| Current mood: | sleepy |
Basically I skipped work yesterday for no good reason. In my mind I had the idea that I would stay home and take care of all those household duties I have been neglecting. Well I didn't do anything but make icons and basically sat around like I do every weekend when I am off. I am such a procrastinator. I know things have to done and yet I find a reason to not do them :-P
The last time I saw Daniel was a week ago today. Everything just clicked and it was really good but then there is always the let down the next day because I want there to be more. If I am going to keep seeing him I think I am going to have to accept that we are going to be no more than as my best friend calls it "fuck buddies". Even though I really like him and we have fun when we are together it bothers me that we don't talk until we do get together.
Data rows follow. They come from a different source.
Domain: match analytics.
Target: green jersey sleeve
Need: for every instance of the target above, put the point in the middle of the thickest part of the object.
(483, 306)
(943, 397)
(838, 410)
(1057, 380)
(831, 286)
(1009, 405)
Emails consist of nothing more than "hi how you doing" blah blah. See the thing of it is I would like to ask him but then I don't want to be the girl who says "where is this relationship going?", "can you define what we are doing and what it means to you?" uggghh I just don't know how to handle this. I have no experience in this arena because of my past. This would officially be the first boy that I have seen on a romantic regular basis even though I am as old as I am. Growing up in the strict religion I did. I am kinda just thinking that maybe I should just cool it and not see him for awhile.
As for my last entry I appreciate all the people that posted a reply. There are times that remind me that she is not there but I am feeling a little better about it. She was a great pet for so long and I have accepted that it was just time for her to go.
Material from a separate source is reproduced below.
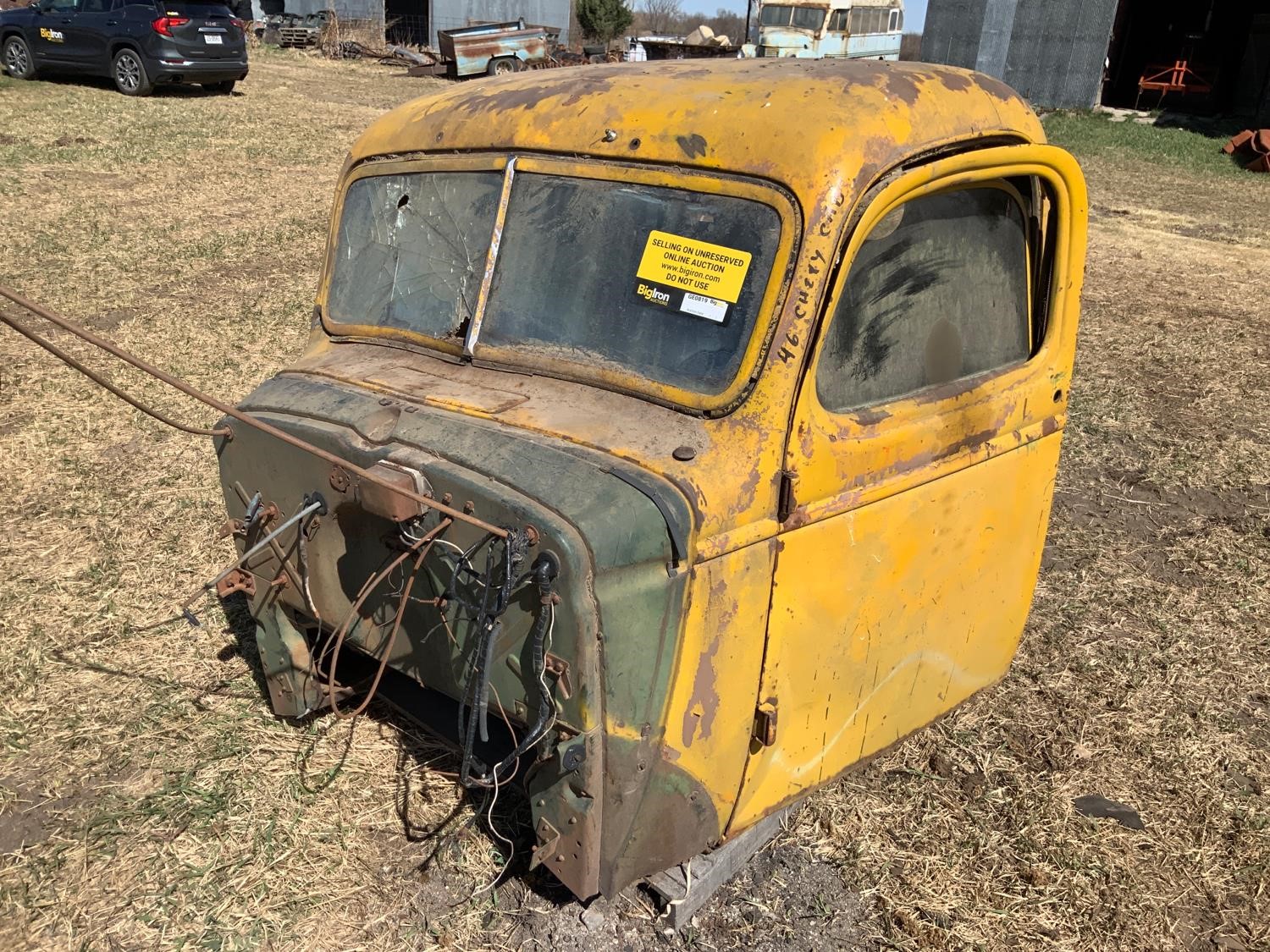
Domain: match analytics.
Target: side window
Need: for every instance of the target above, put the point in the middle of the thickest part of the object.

On a good note I have learned how to make transparency icons which has inspired me to get creative with them again. Mostly customizing them with Elvis Costello lyrics right now :) I have been listening to This Years Model for the past two weeks as I have been driving to and from work and I keep thinking that line would make a great icon :-P hehe
I am trying to make some banners and things for my communities and I have been reading my Photoshop book because I have it in my mind how I want them to look but I don't know how to do it.
Mom is no longer in Missouri with my sister but back in Michigan. She is not going to be home for about 2 more weeks or so. When she does get back I have to start giving her money for all the phonebills I ran up. It's usually $40 but since she has been gone it's like $110. bleh I get bored and start calling my friends which all happen to be sooo very far from me. Not good.
oh yeah yesterday I dropped a full can of soda on my big toe. Yeah so now it's black and blue underneath my toenail, my cuticle is blacking red, and I think I cracked the toenail right above the cuticle. It hurts sooooooooooo bad. I know that my toenail is going to fall off. For some reason this is the leg that bad things happen too :-P I broke this leg twice, I horse got scared and backed up on me and stepped on this foot once, so yeah ....
I just found out that Annie Rice's Blood Canticle is out and I want a copy really bad. I don't even know if I have any bookstores located anywhere near me that would have it. If I was in Michigan I could buy it at Media Play for like 30% off :-P
strike that the closest bookstore is 40 miles away - now I have to call them and see if they have it and how much it is.